How do you make major decisions? I’ve known those who flip a coin and let fate decide. But we “left-brained” logical types will intellectually examine the choices and make lists of pros and cons while we analyze the risk factors in the options before us. We more “right-brained” folks may just go with what feels like the right thing to do at the moment. But when faced with major decisions, we can’t trust our thoughts and feelings alone. One moment we want to say yes and in the next moment we say no. We may even become overwhelmed with indecision and stuck, unable to move in one direction or the other. Is there a better way?

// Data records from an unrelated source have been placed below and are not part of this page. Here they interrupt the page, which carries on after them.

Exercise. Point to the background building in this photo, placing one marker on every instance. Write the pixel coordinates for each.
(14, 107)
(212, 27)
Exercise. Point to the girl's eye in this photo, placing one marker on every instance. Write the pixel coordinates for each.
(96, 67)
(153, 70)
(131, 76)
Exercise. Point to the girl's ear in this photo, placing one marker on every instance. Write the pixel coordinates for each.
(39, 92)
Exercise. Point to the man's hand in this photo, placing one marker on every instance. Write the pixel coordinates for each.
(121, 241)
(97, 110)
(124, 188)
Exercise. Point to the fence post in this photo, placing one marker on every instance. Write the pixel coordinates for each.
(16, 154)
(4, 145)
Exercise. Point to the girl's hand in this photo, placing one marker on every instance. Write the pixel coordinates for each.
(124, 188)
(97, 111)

Our Bible speaks of spiritual discernment in the context of knowing right from wrong and we use that discernment to determine God’s will for us and make the right choice. We start our process of discernment in prayer, and in some cases, prayer and fasting. We seek His help. “O LORD, come to my assistance, make haste to help me,” Psalm 70:1 D-R We ask God to give us the wisdom to make the right choice and the grace to carry it out. We know that God has already determined His will for us, and our prayers are that God would show us the pathway to take, but how do we “hear” His voice telling us which direction to go?

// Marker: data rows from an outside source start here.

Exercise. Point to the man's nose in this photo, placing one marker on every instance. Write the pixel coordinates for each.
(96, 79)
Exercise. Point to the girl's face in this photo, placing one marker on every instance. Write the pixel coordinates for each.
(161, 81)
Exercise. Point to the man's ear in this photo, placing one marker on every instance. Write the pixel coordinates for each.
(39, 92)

I have found it very beneficial to pray that God would lead me by giving me a peace about the direction He wants me to go in and a clear sense of discomfort about the direction He does not want for me. Here’s a recent example of what that looks like. We have our Wednesday services at Abbey Road Villa but there was another assisted living home in our area that expressed an interest in our holding church services at their facility on a Sunday. So I prayed about it. There are two options. We do it or we don’t. My petition to God was that He would give me a strong, discernable sense of peace about doing this service or a strong sense of discomfort and unease about doing this service. I prayed for many months about this and every time I thought about doing a new service there was a continuous sense of discomfort and unease. That had to be from God because a Sunday service was really what I thought I should do. I mean gosh, I’m a pastor! Church services on Sunday are what we do! But when I made the decision to not have a Sunday service at this new location, God immediately gave me the strong, discernable sense of peace that I had made the right decision. That’s how spiritual discernment works. 

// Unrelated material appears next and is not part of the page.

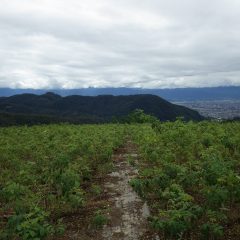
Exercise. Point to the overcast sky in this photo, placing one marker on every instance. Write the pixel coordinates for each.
(119, 43)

After a period of prayerful discernment, we can make a tentative decision and then look for a confirming sign from God. It can come from/through another person, or in my example, the confirming sign was this overwhelming sense of peace that I had made the right decision. Your confirmation may be that your tentative decision brings great joy and the way forward is supernaturally easy. But if you are still feeling distress or if there is a struggle to implement the decision, you may need to rescind the decision and go back into the discernment process. Then when you know...

Make the decision!! Commit to it and don’t look back. If it was a good decision, praise God for that. If, in your human fallibility, you made a bad decision, rest in the knowledge that you made it in prayer and in good faith. Give yourself grace, move on to do something differently and may God be praised for being a God of second chances!  Amen?